Diante disso, decidimos sondar um pouco sobre as outras regiões, mesmo porque estavam
começando a surgir entidades de apoio e assistência a essas “autistas” com determinadas propostas
terapêuticas, até mesmo com a presença de alguns profissionais brasileiros ou de atendimento exclusivo a
brasileiros.

Visitando as escolas públicas japonesas nas cidades de grande concentração de brasileiros e focando
um pouco nas chamadas “classes especiais”, pudemos observar um número significativo de crianças
estrangeiras/brasileiras nelas. Assim, membros do ABIC – Action for a Better International Community
(OSCIP incumbida pelas atividades do Kaeru no Japão, especialmente para organizar o Seminário Kaeru
anual) fizeram um levantamento da proporção das crianças estrangeiras/brasileiras nessas classes em
diversas cidades de grande concentração de brasileiros por meio de amostragem (2015, 2016 e 2017 quando
abrangeu uma amostra bem maior).

Os resultados registrados pelo ABIC, de 2015, quando foram sondadas as classes especiais de 7
escolas de 5 diferentes províncias, apontaram que a proporção de japoneses nas classes especiais em relação
à população total de nipônicos da escola oscilava de 0,75% a 1,82% com uma média de 1,48%, enquanto
que a mesma proporção entre os estrangeiros/brasileiros estava entre 4,41% a 12,84% numa média de
6,15%. Em 2016 foram pesquisadas 9 escolas das mesmas 5 províncias e os resultados foram: média de
2,17% para os japoneses e 5,94% para os estrangeiros/ brasileiros12.

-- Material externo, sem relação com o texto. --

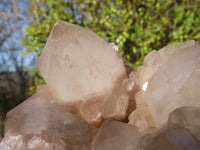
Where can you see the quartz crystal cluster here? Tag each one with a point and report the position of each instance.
(92, 100)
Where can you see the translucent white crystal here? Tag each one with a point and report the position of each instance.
(76, 63)
(173, 81)
(38, 117)
(113, 135)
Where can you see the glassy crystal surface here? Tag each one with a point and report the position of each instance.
(76, 63)
(169, 79)
(113, 135)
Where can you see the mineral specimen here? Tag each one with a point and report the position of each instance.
(169, 79)
(77, 64)
(113, 135)
(94, 101)
(40, 120)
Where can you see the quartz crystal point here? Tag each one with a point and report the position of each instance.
(77, 64)
(170, 78)
(38, 120)
(187, 117)
(113, 135)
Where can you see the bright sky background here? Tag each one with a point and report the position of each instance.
(30, 60)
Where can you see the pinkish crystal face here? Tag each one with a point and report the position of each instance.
(76, 63)
(168, 80)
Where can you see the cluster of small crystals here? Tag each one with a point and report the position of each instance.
(93, 101)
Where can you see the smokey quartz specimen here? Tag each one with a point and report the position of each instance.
(169, 79)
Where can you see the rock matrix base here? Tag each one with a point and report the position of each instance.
(93, 101)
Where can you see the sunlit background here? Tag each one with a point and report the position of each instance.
(135, 26)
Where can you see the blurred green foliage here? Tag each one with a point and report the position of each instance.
(136, 26)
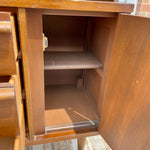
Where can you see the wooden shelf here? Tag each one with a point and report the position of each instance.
(67, 106)
(74, 60)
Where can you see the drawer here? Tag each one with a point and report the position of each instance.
(8, 110)
(7, 46)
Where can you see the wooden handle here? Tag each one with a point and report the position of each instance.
(7, 93)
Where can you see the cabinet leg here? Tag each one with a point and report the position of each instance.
(81, 143)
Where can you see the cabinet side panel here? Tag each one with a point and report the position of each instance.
(125, 119)
(30, 27)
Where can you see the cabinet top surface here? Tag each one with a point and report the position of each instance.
(99, 6)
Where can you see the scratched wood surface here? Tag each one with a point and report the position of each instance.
(91, 143)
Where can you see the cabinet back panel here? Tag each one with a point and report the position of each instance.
(65, 33)
(56, 77)
(92, 84)
(99, 38)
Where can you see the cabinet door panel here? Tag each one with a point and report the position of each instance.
(125, 119)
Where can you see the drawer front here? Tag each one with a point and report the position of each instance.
(7, 55)
(8, 112)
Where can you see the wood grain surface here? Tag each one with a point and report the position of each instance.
(70, 5)
(125, 119)
(55, 61)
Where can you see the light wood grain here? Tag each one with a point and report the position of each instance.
(5, 27)
(70, 5)
(53, 61)
(64, 33)
(7, 56)
(68, 104)
(125, 119)
(31, 48)
(55, 77)
(61, 136)
(78, 13)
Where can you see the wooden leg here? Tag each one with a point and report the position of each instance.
(81, 143)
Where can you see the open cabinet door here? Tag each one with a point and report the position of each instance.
(125, 118)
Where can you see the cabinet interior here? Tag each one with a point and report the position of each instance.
(73, 70)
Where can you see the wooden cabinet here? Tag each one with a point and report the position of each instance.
(12, 125)
(93, 76)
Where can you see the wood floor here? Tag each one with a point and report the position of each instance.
(91, 143)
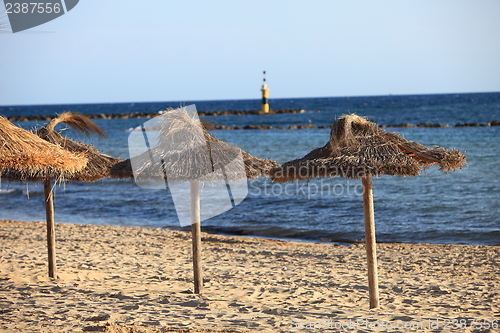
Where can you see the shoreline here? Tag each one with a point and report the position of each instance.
(119, 279)
(187, 230)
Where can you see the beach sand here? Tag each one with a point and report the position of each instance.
(116, 279)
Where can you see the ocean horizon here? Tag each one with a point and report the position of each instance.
(448, 208)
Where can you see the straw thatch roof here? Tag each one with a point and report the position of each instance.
(24, 156)
(187, 152)
(99, 165)
(358, 147)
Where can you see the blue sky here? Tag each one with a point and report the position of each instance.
(164, 50)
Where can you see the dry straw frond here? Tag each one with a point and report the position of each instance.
(99, 165)
(26, 157)
(181, 156)
(358, 147)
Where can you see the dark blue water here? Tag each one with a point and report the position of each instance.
(456, 208)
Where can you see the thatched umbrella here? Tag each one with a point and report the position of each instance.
(187, 152)
(360, 149)
(26, 157)
(98, 165)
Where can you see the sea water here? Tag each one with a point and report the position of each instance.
(453, 208)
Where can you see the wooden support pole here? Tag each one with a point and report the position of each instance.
(196, 235)
(51, 235)
(371, 244)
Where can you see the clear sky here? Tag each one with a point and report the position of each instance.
(166, 50)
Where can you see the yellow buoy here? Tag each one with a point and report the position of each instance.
(265, 96)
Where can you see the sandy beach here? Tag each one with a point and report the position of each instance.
(116, 279)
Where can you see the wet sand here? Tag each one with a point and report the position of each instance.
(116, 279)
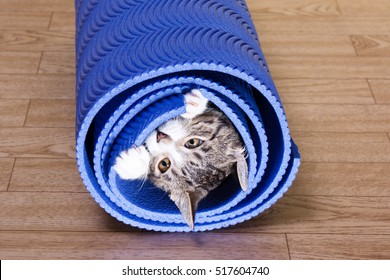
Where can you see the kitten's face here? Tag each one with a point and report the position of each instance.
(188, 156)
(191, 157)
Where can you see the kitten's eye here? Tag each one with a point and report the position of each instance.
(164, 165)
(193, 143)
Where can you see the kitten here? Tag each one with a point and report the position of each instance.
(188, 156)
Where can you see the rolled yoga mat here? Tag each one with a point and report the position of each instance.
(135, 60)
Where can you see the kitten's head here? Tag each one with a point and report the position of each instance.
(191, 157)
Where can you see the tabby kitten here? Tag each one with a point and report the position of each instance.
(188, 156)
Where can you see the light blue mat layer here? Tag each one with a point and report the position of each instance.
(135, 59)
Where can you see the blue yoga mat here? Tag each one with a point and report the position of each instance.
(135, 59)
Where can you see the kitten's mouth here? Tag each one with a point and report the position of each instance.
(160, 136)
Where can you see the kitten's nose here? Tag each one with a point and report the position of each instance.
(160, 136)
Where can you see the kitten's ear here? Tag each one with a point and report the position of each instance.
(186, 206)
(242, 170)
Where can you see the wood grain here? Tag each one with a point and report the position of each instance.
(323, 215)
(342, 179)
(62, 113)
(50, 211)
(338, 118)
(381, 90)
(26, 20)
(295, 7)
(57, 63)
(19, 62)
(364, 8)
(55, 211)
(116, 245)
(37, 142)
(29, 6)
(306, 45)
(13, 112)
(62, 22)
(316, 67)
(37, 86)
(321, 25)
(6, 166)
(334, 246)
(343, 147)
(25, 40)
(324, 91)
(46, 175)
(372, 45)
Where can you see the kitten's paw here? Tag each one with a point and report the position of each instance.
(196, 104)
(133, 163)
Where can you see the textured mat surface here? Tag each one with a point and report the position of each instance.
(135, 59)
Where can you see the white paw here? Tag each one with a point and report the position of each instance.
(133, 163)
(196, 104)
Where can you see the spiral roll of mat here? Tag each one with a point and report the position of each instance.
(135, 59)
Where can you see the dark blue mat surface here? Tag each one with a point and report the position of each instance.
(135, 59)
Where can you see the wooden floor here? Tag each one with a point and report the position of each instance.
(331, 63)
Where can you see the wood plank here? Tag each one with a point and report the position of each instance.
(117, 245)
(294, 7)
(46, 175)
(343, 147)
(378, 45)
(37, 142)
(57, 63)
(63, 22)
(342, 179)
(29, 6)
(329, 67)
(338, 118)
(51, 113)
(19, 62)
(321, 25)
(292, 214)
(26, 40)
(364, 8)
(19, 21)
(323, 215)
(324, 91)
(381, 90)
(306, 45)
(6, 166)
(332, 246)
(37, 86)
(13, 112)
(55, 211)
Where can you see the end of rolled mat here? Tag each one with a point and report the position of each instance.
(133, 68)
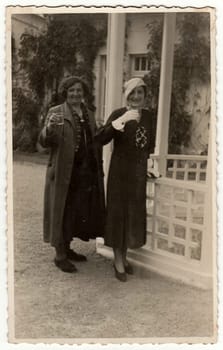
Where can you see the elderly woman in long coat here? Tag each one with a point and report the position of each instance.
(74, 194)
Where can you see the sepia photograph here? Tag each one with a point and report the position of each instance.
(111, 157)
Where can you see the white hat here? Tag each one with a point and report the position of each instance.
(131, 84)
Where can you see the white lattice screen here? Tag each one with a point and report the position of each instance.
(175, 217)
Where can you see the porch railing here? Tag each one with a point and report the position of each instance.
(175, 218)
(185, 167)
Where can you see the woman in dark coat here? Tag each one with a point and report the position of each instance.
(131, 130)
(74, 195)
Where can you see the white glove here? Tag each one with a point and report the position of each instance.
(119, 124)
(152, 173)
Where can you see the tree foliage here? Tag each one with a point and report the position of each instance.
(70, 43)
(191, 62)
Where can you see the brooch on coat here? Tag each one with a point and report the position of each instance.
(141, 138)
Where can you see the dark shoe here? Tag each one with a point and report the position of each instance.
(121, 276)
(129, 269)
(65, 265)
(71, 255)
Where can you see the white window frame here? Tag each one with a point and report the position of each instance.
(138, 72)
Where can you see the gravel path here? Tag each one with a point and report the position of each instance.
(91, 303)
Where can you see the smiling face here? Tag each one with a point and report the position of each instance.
(75, 94)
(136, 98)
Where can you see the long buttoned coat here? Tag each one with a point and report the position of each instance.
(62, 142)
(126, 186)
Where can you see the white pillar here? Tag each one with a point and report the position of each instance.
(114, 73)
(209, 240)
(166, 73)
(114, 85)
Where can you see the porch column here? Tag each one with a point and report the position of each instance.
(166, 72)
(114, 73)
(113, 95)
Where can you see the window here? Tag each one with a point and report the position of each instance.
(140, 65)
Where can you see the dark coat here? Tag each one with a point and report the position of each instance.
(62, 143)
(126, 188)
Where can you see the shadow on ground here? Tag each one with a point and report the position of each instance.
(91, 303)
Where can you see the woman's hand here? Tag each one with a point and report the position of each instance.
(119, 123)
(54, 120)
(132, 114)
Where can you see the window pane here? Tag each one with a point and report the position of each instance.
(143, 63)
(137, 63)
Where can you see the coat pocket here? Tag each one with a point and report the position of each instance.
(51, 172)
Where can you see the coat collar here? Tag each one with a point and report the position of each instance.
(68, 115)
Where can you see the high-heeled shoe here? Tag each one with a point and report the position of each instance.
(129, 269)
(121, 276)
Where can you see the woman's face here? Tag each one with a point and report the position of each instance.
(75, 94)
(136, 98)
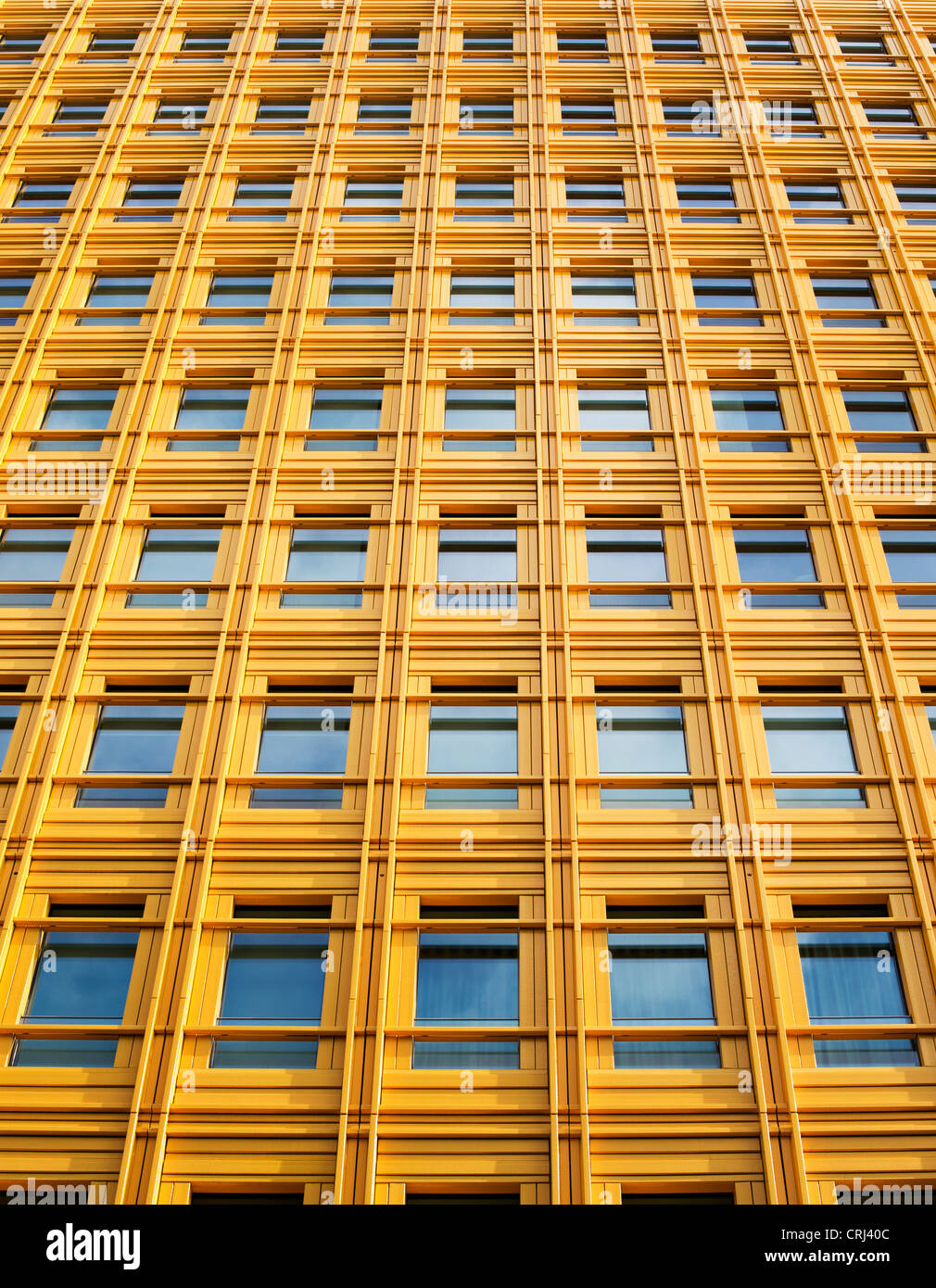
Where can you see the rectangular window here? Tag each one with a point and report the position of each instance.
(182, 555)
(662, 978)
(480, 420)
(716, 297)
(272, 979)
(467, 978)
(588, 116)
(642, 742)
(845, 984)
(627, 557)
(708, 200)
(210, 420)
(278, 116)
(811, 743)
(358, 300)
(472, 742)
(307, 742)
(910, 555)
(604, 300)
(13, 291)
(152, 196)
(32, 555)
(595, 201)
(89, 986)
(482, 300)
(488, 46)
(113, 300)
(777, 555)
(234, 297)
(265, 198)
(344, 420)
(132, 743)
(614, 420)
(483, 200)
(334, 557)
(40, 202)
(486, 118)
(746, 412)
(846, 296)
(480, 563)
(880, 411)
(373, 201)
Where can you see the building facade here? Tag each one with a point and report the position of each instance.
(467, 587)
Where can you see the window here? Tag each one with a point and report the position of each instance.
(917, 201)
(32, 555)
(152, 196)
(614, 420)
(303, 742)
(205, 42)
(577, 46)
(708, 198)
(770, 49)
(88, 987)
(483, 200)
(476, 568)
(357, 297)
(627, 557)
(80, 112)
(482, 300)
(695, 118)
(880, 411)
(40, 202)
(467, 978)
(588, 116)
(112, 299)
(604, 300)
(486, 118)
(846, 296)
(297, 45)
(13, 291)
(333, 557)
(479, 420)
(272, 979)
(373, 201)
(642, 742)
(384, 115)
(234, 297)
(341, 419)
(488, 46)
(845, 984)
(181, 116)
(662, 978)
(892, 121)
(209, 420)
(740, 412)
(282, 118)
(601, 201)
(131, 745)
(72, 415)
(779, 555)
(267, 198)
(182, 555)
(470, 747)
(814, 745)
(393, 45)
(115, 46)
(910, 554)
(717, 297)
(677, 46)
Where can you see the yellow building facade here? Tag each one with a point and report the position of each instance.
(467, 587)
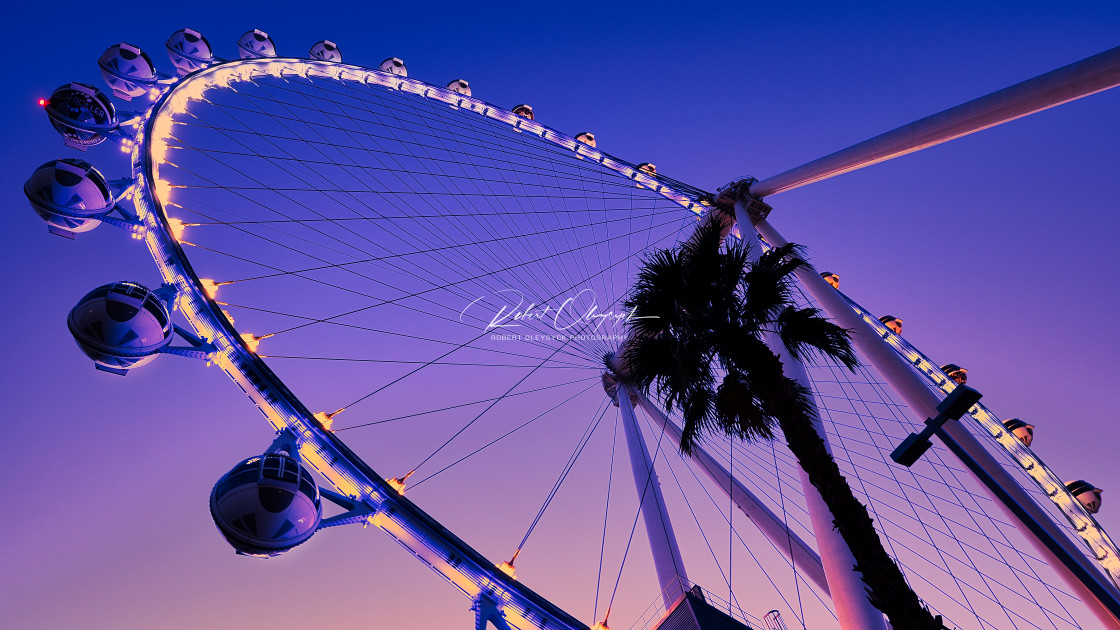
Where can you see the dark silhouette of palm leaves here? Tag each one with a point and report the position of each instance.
(703, 316)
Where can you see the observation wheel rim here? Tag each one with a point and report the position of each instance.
(283, 409)
(234, 355)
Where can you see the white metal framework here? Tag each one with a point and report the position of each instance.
(498, 598)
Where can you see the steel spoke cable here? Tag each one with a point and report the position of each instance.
(696, 519)
(460, 405)
(784, 559)
(507, 434)
(980, 529)
(584, 439)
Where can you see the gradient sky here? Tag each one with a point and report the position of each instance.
(998, 251)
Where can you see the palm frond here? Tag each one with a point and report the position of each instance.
(808, 335)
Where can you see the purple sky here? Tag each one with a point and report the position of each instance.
(998, 251)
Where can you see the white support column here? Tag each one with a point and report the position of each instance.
(1080, 79)
(1064, 557)
(666, 556)
(849, 593)
(801, 553)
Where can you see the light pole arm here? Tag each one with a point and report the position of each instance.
(1067, 83)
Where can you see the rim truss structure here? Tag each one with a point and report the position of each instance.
(497, 595)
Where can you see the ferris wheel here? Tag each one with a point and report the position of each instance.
(366, 255)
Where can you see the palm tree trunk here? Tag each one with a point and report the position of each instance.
(886, 584)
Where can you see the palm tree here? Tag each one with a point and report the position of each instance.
(699, 339)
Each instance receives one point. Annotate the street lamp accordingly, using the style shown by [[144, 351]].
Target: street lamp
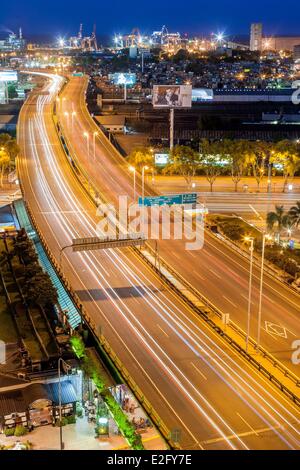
[[67, 367], [133, 170], [73, 115], [143, 181], [86, 136], [94, 143], [251, 240]]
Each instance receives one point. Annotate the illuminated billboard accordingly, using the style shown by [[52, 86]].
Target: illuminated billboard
[[202, 94], [8, 76], [172, 96], [128, 79], [161, 159]]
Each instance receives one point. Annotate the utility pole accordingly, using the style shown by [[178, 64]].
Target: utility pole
[[171, 128]]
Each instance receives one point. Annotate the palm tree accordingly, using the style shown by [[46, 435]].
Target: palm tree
[[294, 214], [279, 219]]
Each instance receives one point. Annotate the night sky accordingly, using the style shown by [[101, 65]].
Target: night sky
[[55, 17]]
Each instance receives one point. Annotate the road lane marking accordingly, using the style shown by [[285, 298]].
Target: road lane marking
[[228, 300], [247, 424], [246, 298], [215, 273], [199, 371], [162, 330], [175, 254]]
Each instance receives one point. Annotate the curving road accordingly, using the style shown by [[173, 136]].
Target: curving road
[[193, 380]]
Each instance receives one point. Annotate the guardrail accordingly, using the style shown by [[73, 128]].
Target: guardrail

No ano de 2017, ficamos sabendo informalmente que o próprio Ministério da Educação Japonesa
fez um levantamento em todas as escolas com alunos estrangeiros nas cidades que fazem parte do
Shujutoshikaigi13 e, embora esses dados não tenham sido divulgados, o fato é que os números encontrados
não foram muito diferentes dos já registrados.

Os resultados do ABIC estão sendo divulgados na mídia japonesa e em outros meios sociais - fato
que vem causando certo desconforto junto às autoridades japonesas, especialmente dos representantes dos
comitês educacionais que, nesse momento, buscam os “culpados” que forneceram os dados.

Nesse meio tempo, desde 2016 temos ido ao Japão para pesquisas sobre o assunto, especialmente
para ver como (que instrumentos são usados) e quem faz as avaliações e diagnósticos de nossas crianças.

12
Dados amplamente divulgados na imprensa japonesa em abril de 2018. Vide Kyodo News. Disponível em:
<https://www.47news.jp/2327668.html>. Acesso em: 13 de out. 2019. Vide Asahi Shinbum. Disponível em:
<https://www.asahi.com/articles/ASL4T43HKL4TUHBI01G.html>. Acesso em: 13 de out. 2019. Dados mais detalhados com a
ABIC.
13
Shujutoshikaigi é um encontro que ocorre anualmente, desde 2000, em alguma cidade de grande concentração de estrangeiros
quando os representantes dos governos locais e prefeitos, bem como os representantes da comunidade estrangeira discutem as
questões consideradas relevantes, buscam propostas e muitas vezes emitem declarações conjuntas de seus propósitos. Vide
página oficial. Disponível em: <https://www.shujutoshi.jp>. Acesso em: 13 de out. 2019.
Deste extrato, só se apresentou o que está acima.